Le soleil parmi les feuilles frappait des médailles de lumière
à l’effigie de sa beauté.
Le rire des roses de la terre
montait jusqu'aux bleuets du ciel ;
une harpe s’éveillait au lierre
et les bruissantes avettes
mêlaient leur frisselis d’ailes
au grisolis de l'alouette.
Tous les chants réveillés dans le ciel bleu et or
tous les parfums cachés dans la santé des sèves
les murmures flottants des sautes de vent brèves
et tout le pépiement infini des essors
sous le dais ajouré des vibrantes frondaies
vivaient et palpitaient d’un battement pressé
et dans le tissu grêle et floche des cépées
toute une faune agile et drue s’émerveillait.
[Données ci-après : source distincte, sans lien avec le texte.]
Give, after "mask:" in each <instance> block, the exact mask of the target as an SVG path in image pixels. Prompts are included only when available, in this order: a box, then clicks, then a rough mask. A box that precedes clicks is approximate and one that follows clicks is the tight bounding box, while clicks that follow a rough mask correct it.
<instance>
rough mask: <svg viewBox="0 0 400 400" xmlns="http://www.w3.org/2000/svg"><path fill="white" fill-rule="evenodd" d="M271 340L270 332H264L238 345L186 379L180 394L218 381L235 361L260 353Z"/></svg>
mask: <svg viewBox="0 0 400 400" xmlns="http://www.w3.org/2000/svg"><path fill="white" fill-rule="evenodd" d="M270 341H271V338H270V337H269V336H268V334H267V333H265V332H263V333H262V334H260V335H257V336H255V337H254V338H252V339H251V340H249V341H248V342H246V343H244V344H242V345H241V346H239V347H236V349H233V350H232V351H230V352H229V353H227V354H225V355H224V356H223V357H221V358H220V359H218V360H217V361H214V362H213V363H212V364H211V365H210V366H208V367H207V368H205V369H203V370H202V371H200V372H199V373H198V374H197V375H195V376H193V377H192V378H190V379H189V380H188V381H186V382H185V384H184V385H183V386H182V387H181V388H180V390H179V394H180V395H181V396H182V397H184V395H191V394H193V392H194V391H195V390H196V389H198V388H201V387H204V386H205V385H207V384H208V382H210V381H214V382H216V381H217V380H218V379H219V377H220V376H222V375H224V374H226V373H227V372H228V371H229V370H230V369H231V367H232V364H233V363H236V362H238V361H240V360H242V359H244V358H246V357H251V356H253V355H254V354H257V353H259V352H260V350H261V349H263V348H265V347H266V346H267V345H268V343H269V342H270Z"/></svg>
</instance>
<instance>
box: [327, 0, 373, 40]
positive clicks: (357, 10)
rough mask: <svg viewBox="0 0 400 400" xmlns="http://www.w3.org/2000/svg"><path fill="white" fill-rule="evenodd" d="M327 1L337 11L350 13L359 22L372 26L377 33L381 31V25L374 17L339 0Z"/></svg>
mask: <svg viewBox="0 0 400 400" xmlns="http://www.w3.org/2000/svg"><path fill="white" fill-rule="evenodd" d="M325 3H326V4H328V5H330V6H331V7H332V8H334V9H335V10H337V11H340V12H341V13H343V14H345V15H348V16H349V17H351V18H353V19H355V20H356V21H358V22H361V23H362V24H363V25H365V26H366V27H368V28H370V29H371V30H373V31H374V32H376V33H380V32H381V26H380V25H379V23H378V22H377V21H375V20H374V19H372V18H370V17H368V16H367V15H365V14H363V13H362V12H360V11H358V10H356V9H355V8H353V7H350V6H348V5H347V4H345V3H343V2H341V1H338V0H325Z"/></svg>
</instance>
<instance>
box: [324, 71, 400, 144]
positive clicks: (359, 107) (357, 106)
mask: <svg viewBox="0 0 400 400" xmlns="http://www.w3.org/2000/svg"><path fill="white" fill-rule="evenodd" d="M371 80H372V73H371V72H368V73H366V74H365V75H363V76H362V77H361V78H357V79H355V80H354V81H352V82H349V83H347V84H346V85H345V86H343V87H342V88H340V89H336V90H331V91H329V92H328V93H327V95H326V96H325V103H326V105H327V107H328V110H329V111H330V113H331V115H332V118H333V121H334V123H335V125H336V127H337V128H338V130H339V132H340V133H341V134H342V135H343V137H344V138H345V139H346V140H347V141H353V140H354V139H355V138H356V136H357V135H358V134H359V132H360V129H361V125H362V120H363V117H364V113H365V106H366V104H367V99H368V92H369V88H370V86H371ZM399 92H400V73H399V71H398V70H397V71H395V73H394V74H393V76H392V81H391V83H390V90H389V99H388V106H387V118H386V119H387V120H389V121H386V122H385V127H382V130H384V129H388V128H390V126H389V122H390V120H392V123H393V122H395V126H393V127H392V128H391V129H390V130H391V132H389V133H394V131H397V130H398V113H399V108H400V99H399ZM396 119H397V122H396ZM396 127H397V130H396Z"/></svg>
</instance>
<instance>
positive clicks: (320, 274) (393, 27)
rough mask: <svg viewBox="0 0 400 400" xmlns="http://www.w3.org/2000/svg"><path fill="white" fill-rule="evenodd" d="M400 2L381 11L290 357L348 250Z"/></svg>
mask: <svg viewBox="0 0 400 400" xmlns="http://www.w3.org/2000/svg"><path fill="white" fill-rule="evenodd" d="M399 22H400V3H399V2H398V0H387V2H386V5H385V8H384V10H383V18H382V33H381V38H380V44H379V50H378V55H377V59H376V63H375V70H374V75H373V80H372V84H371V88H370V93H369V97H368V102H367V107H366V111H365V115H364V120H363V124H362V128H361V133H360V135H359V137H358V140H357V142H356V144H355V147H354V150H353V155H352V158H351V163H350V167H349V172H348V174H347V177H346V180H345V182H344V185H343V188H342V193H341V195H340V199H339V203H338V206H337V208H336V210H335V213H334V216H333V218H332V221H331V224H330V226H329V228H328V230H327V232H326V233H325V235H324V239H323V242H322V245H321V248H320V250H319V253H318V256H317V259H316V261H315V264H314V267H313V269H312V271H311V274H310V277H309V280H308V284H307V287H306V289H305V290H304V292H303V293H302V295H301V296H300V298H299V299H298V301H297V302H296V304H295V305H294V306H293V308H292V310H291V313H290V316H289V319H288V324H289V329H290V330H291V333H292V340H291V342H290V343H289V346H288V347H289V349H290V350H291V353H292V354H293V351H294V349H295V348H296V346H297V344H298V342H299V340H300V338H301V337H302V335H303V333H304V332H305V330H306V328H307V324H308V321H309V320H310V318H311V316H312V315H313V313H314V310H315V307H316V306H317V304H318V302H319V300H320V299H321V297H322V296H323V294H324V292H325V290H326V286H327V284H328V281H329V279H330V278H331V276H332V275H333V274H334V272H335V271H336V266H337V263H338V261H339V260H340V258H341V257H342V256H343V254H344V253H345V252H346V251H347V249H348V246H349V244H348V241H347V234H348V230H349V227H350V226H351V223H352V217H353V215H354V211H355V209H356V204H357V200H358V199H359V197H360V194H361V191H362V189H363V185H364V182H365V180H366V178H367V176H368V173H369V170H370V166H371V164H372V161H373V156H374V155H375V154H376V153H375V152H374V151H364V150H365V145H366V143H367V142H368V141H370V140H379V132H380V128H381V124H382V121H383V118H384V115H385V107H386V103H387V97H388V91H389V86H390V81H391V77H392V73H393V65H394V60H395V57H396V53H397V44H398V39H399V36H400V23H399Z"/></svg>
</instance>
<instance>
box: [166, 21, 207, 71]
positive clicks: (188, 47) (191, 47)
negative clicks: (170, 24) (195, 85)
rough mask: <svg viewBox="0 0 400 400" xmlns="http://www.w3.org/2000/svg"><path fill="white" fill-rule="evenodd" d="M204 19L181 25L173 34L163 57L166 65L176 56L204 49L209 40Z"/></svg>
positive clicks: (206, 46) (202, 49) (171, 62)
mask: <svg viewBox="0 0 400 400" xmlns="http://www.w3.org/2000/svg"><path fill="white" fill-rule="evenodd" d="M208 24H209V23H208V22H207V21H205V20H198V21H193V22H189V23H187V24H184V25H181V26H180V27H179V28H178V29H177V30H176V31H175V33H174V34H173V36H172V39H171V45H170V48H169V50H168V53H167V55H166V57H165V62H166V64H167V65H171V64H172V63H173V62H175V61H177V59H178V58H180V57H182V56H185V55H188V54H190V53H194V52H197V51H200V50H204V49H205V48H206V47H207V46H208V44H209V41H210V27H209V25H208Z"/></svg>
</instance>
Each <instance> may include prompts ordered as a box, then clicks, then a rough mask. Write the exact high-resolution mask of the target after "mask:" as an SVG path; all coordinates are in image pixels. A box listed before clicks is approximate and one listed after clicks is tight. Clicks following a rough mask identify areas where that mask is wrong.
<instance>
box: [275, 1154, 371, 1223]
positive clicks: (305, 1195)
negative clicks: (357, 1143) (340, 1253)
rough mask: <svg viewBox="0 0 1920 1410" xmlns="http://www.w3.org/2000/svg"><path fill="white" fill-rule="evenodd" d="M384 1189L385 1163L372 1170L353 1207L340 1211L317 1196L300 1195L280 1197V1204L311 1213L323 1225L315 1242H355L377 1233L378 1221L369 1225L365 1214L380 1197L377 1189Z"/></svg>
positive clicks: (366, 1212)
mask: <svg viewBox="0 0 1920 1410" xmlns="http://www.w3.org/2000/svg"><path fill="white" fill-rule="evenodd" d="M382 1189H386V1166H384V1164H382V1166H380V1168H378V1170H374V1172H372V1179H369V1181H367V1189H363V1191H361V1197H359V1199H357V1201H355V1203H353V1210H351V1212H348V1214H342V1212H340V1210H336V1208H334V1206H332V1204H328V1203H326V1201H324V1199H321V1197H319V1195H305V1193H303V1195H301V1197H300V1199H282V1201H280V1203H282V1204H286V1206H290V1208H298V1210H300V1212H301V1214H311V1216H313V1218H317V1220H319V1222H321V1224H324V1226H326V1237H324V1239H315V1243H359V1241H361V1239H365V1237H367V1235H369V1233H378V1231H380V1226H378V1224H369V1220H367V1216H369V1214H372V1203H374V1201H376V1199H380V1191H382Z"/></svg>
La clairière pâmait sous les feux de ses yeux ;
on voyait s’allumer au fond de ses prunelles
vers des rampes d’azur le clair bûcher des dieux
et le feu s’élançait des brindilles du sol
jusqu’au sommet des pins, enroulant dans son vol
les folioles dociles et les branches rebelles ;
et les herbes des champs se mêlaient au cortège
et les ruisseaux jasaient à ses pieds, doucement,
car redoutable aux forts inquiets de son mystère
elle était douce aux petits dieux de la forêt
et tranquille elle allait, comme eux, dans la lumière
sans savoir ce que l’homme, en son regard, lirait.